The state of extended reality research

Published by the Annenberg School’s Virtual Reality ColLABorative, a new report summarizes augmented, mixed, and virtual reality research in the social sciences.

Despite the ubiquity of virtual technologies in our everyday lives, the impact of virtual reality on society is vastly understudied, says Katerina Girginova, co-director of the Annenberg Virtual Reality ColLABorative (VRCoLAB), a group at the Annenberg School for Communication focused on the critical and creative study of extended reality (XR)—augmented, mixed, and virtual reality—technologies.

The lab launched “Social Grammars of Virtuality,” the first publication dedicated to the review of XR research in the social sciences.

A group of people standing at a table wearing VR headsets.
Image: Courtesy of Annenberg School for Communication

“Only 5% of the research on XR comes from the social sciences,” Girginova says. “The other 95% is dominated by medicine, engineering, and computer science—fields that are not only at the forefront of using XR technologies, but also are actively developing them.”

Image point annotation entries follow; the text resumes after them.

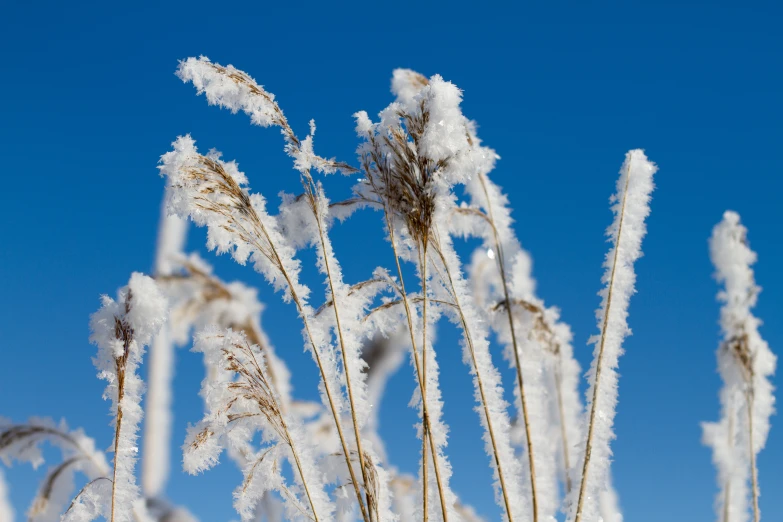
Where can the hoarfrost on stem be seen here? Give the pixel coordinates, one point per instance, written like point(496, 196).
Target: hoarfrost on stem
point(121, 329)
point(631, 206)
point(746, 365)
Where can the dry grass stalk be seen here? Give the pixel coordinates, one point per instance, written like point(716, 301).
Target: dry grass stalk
point(314, 196)
point(547, 338)
point(517, 355)
point(243, 221)
point(739, 348)
point(211, 289)
point(123, 332)
point(482, 393)
point(253, 384)
point(416, 205)
point(28, 435)
point(600, 356)
point(401, 178)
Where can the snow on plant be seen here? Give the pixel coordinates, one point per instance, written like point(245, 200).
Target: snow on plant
point(24, 443)
point(746, 365)
point(121, 329)
point(631, 206)
point(237, 398)
point(326, 461)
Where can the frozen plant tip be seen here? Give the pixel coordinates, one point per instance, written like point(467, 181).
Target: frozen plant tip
point(241, 401)
point(746, 364)
point(121, 329)
point(24, 442)
point(631, 206)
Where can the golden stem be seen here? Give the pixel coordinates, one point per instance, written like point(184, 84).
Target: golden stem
point(482, 394)
point(599, 358)
point(517, 357)
point(424, 459)
point(419, 376)
point(346, 365)
point(753, 471)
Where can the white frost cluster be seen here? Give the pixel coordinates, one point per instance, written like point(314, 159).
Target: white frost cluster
point(631, 206)
point(121, 329)
point(746, 364)
point(156, 457)
point(233, 418)
point(6, 509)
point(24, 443)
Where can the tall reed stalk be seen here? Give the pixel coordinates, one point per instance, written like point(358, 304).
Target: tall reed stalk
point(631, 206)
point(202, 180)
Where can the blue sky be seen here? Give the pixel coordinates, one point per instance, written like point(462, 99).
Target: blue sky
point(560, 90)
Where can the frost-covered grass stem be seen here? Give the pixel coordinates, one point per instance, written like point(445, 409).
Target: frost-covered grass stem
point(506, 494)
point(631, 206)
point(313, 195)
point(420, 378)
point(599, 357)
point(517, 354)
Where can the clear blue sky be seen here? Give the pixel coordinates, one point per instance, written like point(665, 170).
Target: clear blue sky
point(560, 90)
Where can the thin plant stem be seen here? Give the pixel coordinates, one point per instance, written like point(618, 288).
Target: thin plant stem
point(290, 442)
point(727, 497)
point(517, 356)
point(327, 389)
point(563, 435)
point(420, 378)
point(424, 460)
point(600, 356)
point(753, 471)
point(482, 394)
point(313, 195)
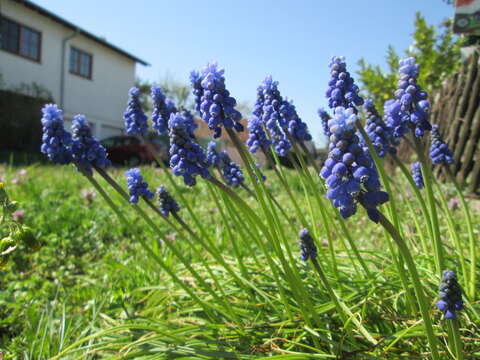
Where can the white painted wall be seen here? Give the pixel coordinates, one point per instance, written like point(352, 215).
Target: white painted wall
point(102, 99)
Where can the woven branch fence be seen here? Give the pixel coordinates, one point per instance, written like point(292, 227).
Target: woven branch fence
point(456, 109)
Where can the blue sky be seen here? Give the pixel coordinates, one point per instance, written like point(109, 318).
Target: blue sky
point(290, 40)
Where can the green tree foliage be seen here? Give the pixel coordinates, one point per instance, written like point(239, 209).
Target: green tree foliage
point(437, 51)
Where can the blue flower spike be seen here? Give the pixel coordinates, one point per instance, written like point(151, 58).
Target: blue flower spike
point(324, 117)
point(137, 187)
point(308, 250)
point(349, 171)
point(213, 100)
point(135, 119)
point(417, 175)
point(296, 127)
point(379, 133)
point(231, 172)
point(187, 158)
point(56, 141)
point(410, 109)
point(257, 138)
point(450, 295)
point(168, 205)
point(439, 151)
point(86, 149)
point(342, 90)
point(162, 108)
point(272, 111)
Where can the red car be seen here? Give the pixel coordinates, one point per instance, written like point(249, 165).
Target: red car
point(132, 151)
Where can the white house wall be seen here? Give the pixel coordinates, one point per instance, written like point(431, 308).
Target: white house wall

This is worrying, she says, because social science research is critical in understanding the impact of XR technology on individuals and societies: its ethical implications; its role in our daily lives. By considering the social dimensions of XR, researchers, technologists, and developers will not only be able to create more ethical and effective technology, but also expand the way humans communicate.

Girginova and VRCoLAB co-director Kyle Cassidy, along with a team of scholars, analyzed trends in vocabulary, subjects, locations, and publications—then developed guidance on how to improve and expand this burgeoning field of research.

Their findings show that globally, many more people in 2022 experienced AR technologies (like QR codes or TikTok filters) on a daily basis than VR technologies. Yet, VR research dominates academic literature. In general, XR research in the social sciences significantly lags behind technological developments. Almost half of the papers were backed by some kind of funding, mostly by national-level agencies, and 94% of all social science XR articles were co-authored.

A large percentage of the articles studied were from the field of education, many inspired by challenges educators faced during the COVID-19 pandemic. Key terms in XR research—like immersion, presence, and embodiment, all borrowed from cognitive psychology—do not yet have explicit definitions in regards to XR research and are often seen as static concepts, rather than as ideas to critically interrogate. And lastly, There are not yet consistent methods to measure the physical movement often involved in XR media consumption—like walking during a museum tour or jumping during virtual sports training.